Phlegmonous affections in the region of the neck are serious because of the complications which may ensue. The more deeply they lie the greater this danger. This comes not only from septic processes which may follow veins and lymphatics, but from burrowing of pus along and between the deeper muscle planes, which may carry it into one of the mediastinal spaces or within the thorax. These phlegmons may be primary, or may follow infection spreading through the open crypts of the tonsils, or the open pathways afforded by diseased teeth and by superficial ulcerations. An infection of a tonsil may cause an abscess which presents beneath the jaw, while a deep axillary abscess may be the consequence of a phlegmon beginning in the neck. Not infrequently they come about through the mechanism of infected lymph nodes, which may sometimes produce multiple or extensive single abscesses. These phlegmons occasionally follow the exanthems, especially scarlatina, and the variety of directions in which infection may spread from the middle ear is well known, since it may cause phlegmon in the neck or empyema of the mastoid antrun and even fatal disturbance within the cranium. When the resulting pus travels downward in front of the thyroid and sternum it will appear upon the thoracic wall; when behind the trachea and the oesophagus, or along the large vessels of the neck, it will be seen either within the thorax or at the root of the neck, possibly opening into the esophagus or spreading to the axillary space. Retropharyngeal abscesses are often the result of caries of the vertebræ, but may occur in consequence of a deep cellulitis caused by extension from some focus within the nasopharyngeal cavity. This is an illustration of the rule that pus travels in the direction of least resistance.
Diagnosis.
—The diagnosis of cervical phlegmons is usually not difficult, especially when they are superficial. The ever-present indications of redness and edema of the surface, pitting upon pressure, tender swelling, and loss of function of the surrounding parts, often with fixation through muscle spasm, coupled with the general systemic disturbance, and, in desperate cases, the indications afforded by the blood and the urine, will enable a diagnosis to be made, usually without the use of the exploring needle. This, however, may be employed if necessary. The same is true in lesser degree of tuberculous collections of pus and pyoid, which have been earlier described as “cold abscess.” Only in the beginning of its course can any doubt arise concerning the nature of a carbuncular process.

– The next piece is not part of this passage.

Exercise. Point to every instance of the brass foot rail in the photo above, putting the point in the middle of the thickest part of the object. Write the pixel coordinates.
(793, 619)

A somewhat typical type of deep phlegmon is often referred to as angina and Vincent’s angina. Semon regards these manifestations as expressions of an acute septic cellulitis which has been described as abscess of the larynx and as erysipelas of the larynx, and which other writers refer to as cynanche tonsillaris, acute peritonsillitis, etc. The disease may occur in healthy individuals, more often in the diabetic. A violent sore throat is followed by serious dysphagia, with considerable edema of the pharynx, whose surface is of a dark-blue color. Patients may become unable to swallow, while hoarseness with aphonia will result from edema of the glottis. The epiglottis will be darkly discolored, greatly tumefied, and nearly obscuring the entrance to the larynx. Dyspnea may necessitate tracheotomy. A light-colored false membrane may be seen in the throat. There is always marked lymphatic involvement. The disease may be more confined in some cases to one side. Vincent has described a particular spirillum or bacillus which he found in some of these instances. The infection here doubtless proceeds from the mouth or the tonsils, its activity being due to symbiosis of various organisms. It is to be distinguished from Ludwig’s angina, which is rather a submaxillary affection than a retropharyngeal. It infrequently leads to retropharyngeal abscess.
Ludwig’s angina, also called infectious submaxillary angina, is an infectious cellulitis of the mouth. The tongue is swollen and immovable; the mouth more or less fixed, with difficulty of swallowing, and the condition is one of extensive infiltration, with formation of pus, which is likely to burrow. In some of these cases the Micrococcus tetragenus is the organism at fault. In my experience when present it leads to a brawny infiltration which is slow to subside or disappear.